Enquêteur privé
Contrefaçons ou bien fraude aux assurances, loin de se limiter aux affaires familiales, les investigations de l'enquêteur privé ou de l'enquêtrice privée concernent principalement le monde économique et industriel. Son activité s'exerce toujours dans le strict respect du droit.
Descriptif
Être au bon endroit, au bon moment, sans se faire remarquer : les missions de l’enquêteur privé ou de l’enquêtrice privée dépassent largement le cadre des affaires de mœurs (divorce, enlèvement d’enfants, recherche d’héritiers ou de personnes disparues). Il ou elle consacre désormais la plus grande partie de son temps à mettre en évidence les fraudes industrielles (protection des brevets, contrefaçons, surveillance de sites Internet) ou commerciales (travail clandestin, concurrence déloyale, escroquerie). Ses enquêtes menées à la demande de particuliers, d’entreprises, d’un avocat ou d’un commissaire de justice conduisent souvent à des actions en justice. Les preuves doivent reposer sur les règles strictes du droit. Pas de place, donc, pour l’improvisation, la profession exige un savoir-faire, des compétences et des techniques à acquérir. Il faut être disponible de jour comme de nuit, prêt ou prête à partir en mission, même à l’étranger. La patience (les filatures peuvent prendre des heures, voire des jours) et la discrétion s’imposent.
Durée des études
Après le bac
2 ans pour obtenir le CQP enquêteur-agent de recherches privées (préparé à l’Institut de formation des agents de recherches). 3 ans pour le titre de responsable d’investigations et d’opérations de recherches privées (préparé à l’Institut de formation des agents de recherches) ou pour une licence professionnelle (en 1 an après un bac + 2 en droit ou administration économique et sociale) agent de recherches privées ; sécurité des biens et des personnes (parcours activité juridique, directeur d’enquêtes privées).
Vie professionnelle
Salaire
Salaire du débutant
A partir de 1867 euros brut par mois
Intégrer le marché du travail
Des petits effectifs
On ne compte guère plus de 500 entreprises spécialisées dans les activités d’enquête. Le nombre de professionnels reste donc limité, d’autant que le métier compte peu de salariés : rares sont les agences qui sont en mesure de s’adjoindre des collaborateurs permanents. Celles qui le font comptent le plus souvent des effectifs restreints : généralement une personne à la direction de l’agence assistée d’un ou deux collaborateurs.
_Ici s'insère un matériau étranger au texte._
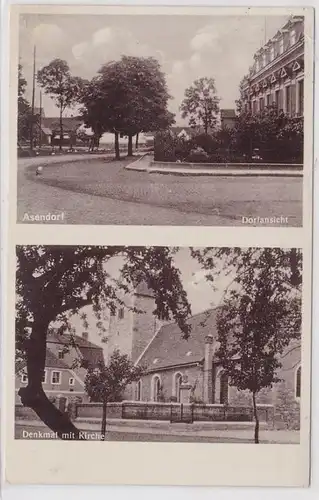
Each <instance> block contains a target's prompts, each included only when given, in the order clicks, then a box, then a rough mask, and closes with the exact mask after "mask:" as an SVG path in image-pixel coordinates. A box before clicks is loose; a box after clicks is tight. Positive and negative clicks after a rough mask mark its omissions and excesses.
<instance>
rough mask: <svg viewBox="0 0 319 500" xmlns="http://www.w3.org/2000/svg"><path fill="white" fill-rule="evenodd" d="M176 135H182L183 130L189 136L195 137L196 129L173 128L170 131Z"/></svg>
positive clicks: (170, 129)
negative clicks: (194, 133)
mask: <svg viewBox="0 0 319 500" xmlns="http://www.w3.org/2000/svg"><path fill="white" fill-rule="evenodd" d="M170 130H171V131H172V132H174V134H176V135H178V134H180V133H181V132H182V131H183V130H184V131H185V132H186V133H187V134H188V135H193V134H194V132H195V131H194V129H193V128H192V127H171V129H170Z"/></svg>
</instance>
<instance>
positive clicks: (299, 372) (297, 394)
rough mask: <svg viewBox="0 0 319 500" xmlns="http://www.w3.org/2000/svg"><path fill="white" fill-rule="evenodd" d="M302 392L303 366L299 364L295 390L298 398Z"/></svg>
mask: <svg viewBox="0 0 319 500" xmlns="http://www.w3.org/2000/svg"><path fill="white" fill-rule="evenodd" d="M300 394H301V366H299V368H298V370H297V371H296V390H295V396H296V398H297V399H299V398H300Z"/></svg>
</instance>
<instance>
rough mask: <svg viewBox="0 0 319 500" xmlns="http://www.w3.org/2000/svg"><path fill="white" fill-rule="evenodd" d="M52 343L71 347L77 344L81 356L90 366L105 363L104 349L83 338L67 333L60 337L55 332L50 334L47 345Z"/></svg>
mask: <svg viewBox="0 0 319 500" xmlns="http://www.w3.org/2000/svg"><path fill="white" fill-rule="evenodd" d="M50 343H55V344H61V345H70V346H72V345H73V344H74V343H75V344H76V346H77V348H78V349H79V351H80V353H81V355H82V356H83V359H84V360H86V361H88V362H89V363H90V364H92V365H97V364H98V363H99V362H102V363H103V362H104V356H103V349H102V347H100V346H98V345H96V344H93V342H90V341H89V340H86V339H84V338H83V337H79V336H78V335H72V336H71V335H69V334H65V333H64V334H62V335H60V334H57V333H54V332H53V333H50V334H49V335H48V338H47V344H50Z"/></svg>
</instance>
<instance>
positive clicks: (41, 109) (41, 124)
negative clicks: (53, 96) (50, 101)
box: [39, 90, 42, 147]
mask: <svg viewBox="0 0 319 500" xmlns="http://www.w3.org/2000/svg"><path fill="white" fill-rule="evenodd" d="M39 128H40V134H39V147H41V143H42V90H40V117H39Z"/></svg>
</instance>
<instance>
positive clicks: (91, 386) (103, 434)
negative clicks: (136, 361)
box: [85, 349, 145, 441]
mask: <svg viewBox="0 0 319 500" xmlns="http://www.w3.org/2000/svg"><path fill="white" fill-rule="evenodd" d="M144 372H145V370H144V368H143V367H141V366H135V364H134V363H133V362H132V361H131V360H130V359H129V357H128V356H127V354H121V353H120V351H119V350H118V349H115V351H113V353H112V355H111V357H110V361H109V363H108V365H107V366H105V365H104V363H99V365H98V366H97V367H94V366H92V365H91V366H88V371H87V376H86V378H85V390H86V392H87V394H88V395H89V397H90V400H91V401H92V402H99V403H102V404H103V406H102V410H103V411H102V425H101V440H102V441H104V440H105V434H106V410H107V403H108V402H117V401H122V400H123V393H124V391H125V389H126V387H127V386H128V385H130V384H131V383H132V382H137V381H138V380H139V379H140V378H141V376H142V375H143V374H144Z"/></svg>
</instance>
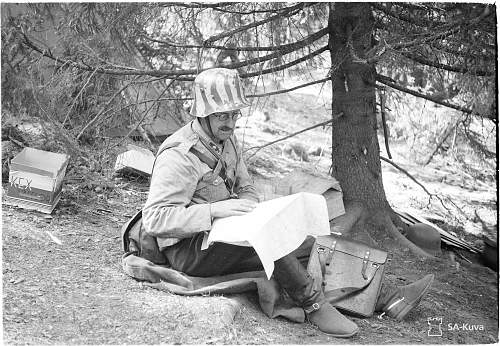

Une profession réglementée
Pour pouvoir exercer, il est obligatoire d’être diplômé d’une formation homologuée par le RNCP (Répertoire national des certifications professionnelles) et de posséder une carte professionnelle. Elle est délivrée par le préfet et valable 5 ans. Selon l’Ifar (Institut de formation des agents de recherches) dont le diplôme est homologué, un tiers des diplômés ouvrent un cabinet à l’issue de leur formation, les autres deviennent collaborateurs indépendants ou salariés. À noter : les honoraires sont fixés en accord avec le client, après acceptation de la mission et signature du mandat.